What up! We're some awesome guys looking for other cool guys who want to hang out in our party state! Nothing Sexual. Dudes in good shape encouraged, but if you're fat, we expect you to find humour in the little things. Nothing Sexual
cishets are so fragile, cant go a single june without some whiny shit like this
If it wasn't for the link I'd genuinely be convinced this was a bit. I genuinely guffawed at their attempt to both punch up and bury the dull conservative-value lectures in the middle as "expect riveting speeches that'll wake the dead".
Imagine hating someone so much, you equate acknowledging their existence to an existential threat
Straight people are fucking goofy lmao
killer food
C'monnnn bird flu!
One thing though, we aren't mad. Please do not let the papers say that we are mad.
GOT A BEER IN MY BEER AND A CHEVY IN MY TRUCK
GOT A DOG AT THE WHEEL, CUT-OFF JEANS, TRUCK
AMAN HAWSS IM CRANKIN MUH HAWG
HAWG: CRANKED.
LIBUHRALS: OWNED
TELL. DEBORAH AND THE KiDS . .THAT I SAY HI
But no dirt roads tho cause that’s gay, and we’re straight (normal (not gay (abnormal (hell))))
https://vimeo.com/1076714765/daa7740d3d
This is the ad. Some boomer bar owner yapping. He says that it's June and he wanted to celebrate his daughter's birthday but he can't because he's afraid to go downtown because of Pride events.

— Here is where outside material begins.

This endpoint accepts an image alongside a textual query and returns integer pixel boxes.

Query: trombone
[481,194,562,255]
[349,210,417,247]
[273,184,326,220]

He then asks the question "What if we celebrated god's design for sexuality?" on my daughter's birthday.
Then he starts yapping about selling promotional alcohol at his bar. He says "Mondays are Beers for Breeders, males who are breeders" "Thursdays are Happy Hour for Hers" and "Wednesdays are for couples, 15% of bills of couples".

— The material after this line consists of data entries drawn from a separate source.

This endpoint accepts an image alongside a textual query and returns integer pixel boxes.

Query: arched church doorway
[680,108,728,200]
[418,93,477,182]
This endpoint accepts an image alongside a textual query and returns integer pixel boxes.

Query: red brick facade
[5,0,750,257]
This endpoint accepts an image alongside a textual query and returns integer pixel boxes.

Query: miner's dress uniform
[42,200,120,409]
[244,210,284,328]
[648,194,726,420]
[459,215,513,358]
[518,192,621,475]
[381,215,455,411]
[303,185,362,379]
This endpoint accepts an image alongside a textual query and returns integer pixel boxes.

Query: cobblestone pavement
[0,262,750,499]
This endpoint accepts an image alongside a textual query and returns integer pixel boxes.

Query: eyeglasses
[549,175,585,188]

This is like a Tim & Eric skit.
We need to focus on creampie/breeding fetishes, just like God intended.
I mean, god did kill a guy for pulling out so I guess it tracks
Mondays are Beers for Breeders, males who are breeders
Babe, are you okay? You've barely even touched your beer for breeders.
it hurts that I will never in my entire life come up with something as funny as "Mondays are Beers for Breeders"
What a fucking baby.
Muricans’ gonna murican.
Like fucking clockwork, it’s always the hetero men that have all the masculine energy of a cockapoo puppy that scream the loudest about having “guts” and not being “limp-wristed” and forming “Battle Lines” (who knows why he decided to capitalize that part).
He says "Mondays are Beers for Breeders, males who are breeders"
What if you're infertile or had a vasectomy or whatever? Are you supposed to crank out a sample to prove you're a "male breeder"?
There's a clip in the video where he speaks into a microphone at the bar "Alright. Welcome Everybody to Heterosexual Male Monday! Are there any heterosexuals here tonight?" The patrons cheer. There's a gadsen flag on the wall. It's unclear whether he collected sperm samples from the patrons.